A while back I downloaded the above video from You Tube for a health teacher. It’s stayed with me, because again and again, I think about the way things are now, and I feel as if entertainment--everything, actually--reminds me of the ideas in this brief film.
If you’re reading this and haven’t checked out the film, here’s a brief summary (and afterward, I’ll explain why I think about it a whole lot lately):
The film discusses the effects of meth in the brain. Briefly stated, each brain cell has a supply of dopamine, the pleasure chemical. Normally, a neuron releases a set amount of dopamine, which hops to the next neuron. The next neuron then has a batch of receptors that grab the dopamine.
Once the dopamine has delivered the “pleasure message,” it hops back to the receptors of the first neuron, which absorbs it so that it can recycle the dopamine.
When someone does meth, the meth hijacks the first cell, causing it to release way more dopamine than usual.
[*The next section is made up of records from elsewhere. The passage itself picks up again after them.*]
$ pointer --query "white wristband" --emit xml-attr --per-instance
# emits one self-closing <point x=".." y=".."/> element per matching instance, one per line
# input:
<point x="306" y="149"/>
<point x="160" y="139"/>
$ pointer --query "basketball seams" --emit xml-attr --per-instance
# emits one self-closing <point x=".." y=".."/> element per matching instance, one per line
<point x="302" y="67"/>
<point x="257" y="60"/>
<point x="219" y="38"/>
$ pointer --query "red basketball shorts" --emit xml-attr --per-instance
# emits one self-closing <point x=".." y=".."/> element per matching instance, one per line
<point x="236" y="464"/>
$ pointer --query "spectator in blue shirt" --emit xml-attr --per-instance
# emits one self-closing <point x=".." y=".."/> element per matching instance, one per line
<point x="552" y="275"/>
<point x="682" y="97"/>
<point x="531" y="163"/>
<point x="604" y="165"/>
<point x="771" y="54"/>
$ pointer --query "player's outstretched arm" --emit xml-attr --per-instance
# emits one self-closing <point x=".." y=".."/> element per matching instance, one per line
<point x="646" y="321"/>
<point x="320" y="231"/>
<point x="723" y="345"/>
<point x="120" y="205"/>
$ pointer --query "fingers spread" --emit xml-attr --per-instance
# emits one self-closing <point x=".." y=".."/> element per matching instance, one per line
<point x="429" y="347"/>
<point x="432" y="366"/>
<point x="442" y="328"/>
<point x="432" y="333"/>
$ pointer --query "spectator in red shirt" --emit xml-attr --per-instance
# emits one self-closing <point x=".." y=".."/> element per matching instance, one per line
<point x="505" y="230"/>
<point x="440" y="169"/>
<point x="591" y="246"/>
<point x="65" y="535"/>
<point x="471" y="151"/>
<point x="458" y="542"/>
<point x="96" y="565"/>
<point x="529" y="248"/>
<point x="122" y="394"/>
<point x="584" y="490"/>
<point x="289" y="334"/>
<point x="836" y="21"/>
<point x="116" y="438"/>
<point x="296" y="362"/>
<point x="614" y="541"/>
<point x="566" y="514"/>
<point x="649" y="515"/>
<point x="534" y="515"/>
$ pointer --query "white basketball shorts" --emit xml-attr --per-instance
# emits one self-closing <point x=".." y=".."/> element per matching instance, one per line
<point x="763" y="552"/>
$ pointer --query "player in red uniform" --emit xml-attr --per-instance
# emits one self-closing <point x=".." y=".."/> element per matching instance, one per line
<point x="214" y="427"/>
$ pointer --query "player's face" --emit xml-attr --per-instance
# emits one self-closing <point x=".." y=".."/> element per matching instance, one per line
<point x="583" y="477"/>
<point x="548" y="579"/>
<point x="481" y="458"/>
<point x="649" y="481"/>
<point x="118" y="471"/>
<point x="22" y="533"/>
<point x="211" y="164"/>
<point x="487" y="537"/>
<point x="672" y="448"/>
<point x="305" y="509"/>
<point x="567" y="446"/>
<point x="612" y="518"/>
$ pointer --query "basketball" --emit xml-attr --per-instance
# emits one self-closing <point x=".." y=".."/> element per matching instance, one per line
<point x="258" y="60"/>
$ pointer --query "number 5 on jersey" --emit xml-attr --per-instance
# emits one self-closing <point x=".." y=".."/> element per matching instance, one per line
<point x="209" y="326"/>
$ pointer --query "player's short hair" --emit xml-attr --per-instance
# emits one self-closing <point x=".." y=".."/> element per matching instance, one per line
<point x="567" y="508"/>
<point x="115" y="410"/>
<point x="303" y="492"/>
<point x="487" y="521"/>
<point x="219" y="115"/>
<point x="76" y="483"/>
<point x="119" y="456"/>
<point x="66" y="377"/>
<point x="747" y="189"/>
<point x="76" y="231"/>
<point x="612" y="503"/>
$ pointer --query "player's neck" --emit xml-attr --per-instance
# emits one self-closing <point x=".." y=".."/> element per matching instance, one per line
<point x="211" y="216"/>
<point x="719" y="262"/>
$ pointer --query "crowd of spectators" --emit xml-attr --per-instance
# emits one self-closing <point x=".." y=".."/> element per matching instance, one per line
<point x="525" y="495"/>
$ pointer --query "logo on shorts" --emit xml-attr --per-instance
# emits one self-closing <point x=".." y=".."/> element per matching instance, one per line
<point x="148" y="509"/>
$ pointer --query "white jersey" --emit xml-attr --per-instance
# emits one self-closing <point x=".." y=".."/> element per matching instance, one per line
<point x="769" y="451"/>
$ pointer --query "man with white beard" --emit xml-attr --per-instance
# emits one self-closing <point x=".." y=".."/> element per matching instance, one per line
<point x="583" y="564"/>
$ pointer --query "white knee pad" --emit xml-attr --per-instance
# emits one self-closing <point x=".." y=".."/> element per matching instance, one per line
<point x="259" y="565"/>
Then, after all this dopamine floods the next neuron, the meth blocks the dopamine from returning to the first cell...which means that the dopamine just keeps on hitting the receptors of that second cell, sending one pleasure message after another.
After a while, though, that dopamine dissolves, and the first cell hasn’t been able to recycle it, which means that the first cell now has a lot less dopamine. To make matters worse, all this overstimulation of the second cell’s receptors cause the second cell’s receptors to withdraw.
The result is a constant upward treadmill, in which the user takes more and more meth so as to get that first cell to release ever decreasing amounts of dopamine, which that second cell has an ever decreasing ability to absorb. Eventually, it gets to a point where the user is taking meth just to feel the “normal” feeling that was the way he or she felt before doing all this meth in the first place.
I say all of this because when I think of all the sources of entertainment that are out there these days, I feel as if we’ve become a nation of burned-out meth addicts.
I think of the first “Star Wars” movie, of which critic Pauline Kael rightly said “The loudness, the smash-and-grab editing, the relentless pacing drive every idea from your head; for young audiences Star Wars is like getting a box of Cracker Jack which is all prizes.”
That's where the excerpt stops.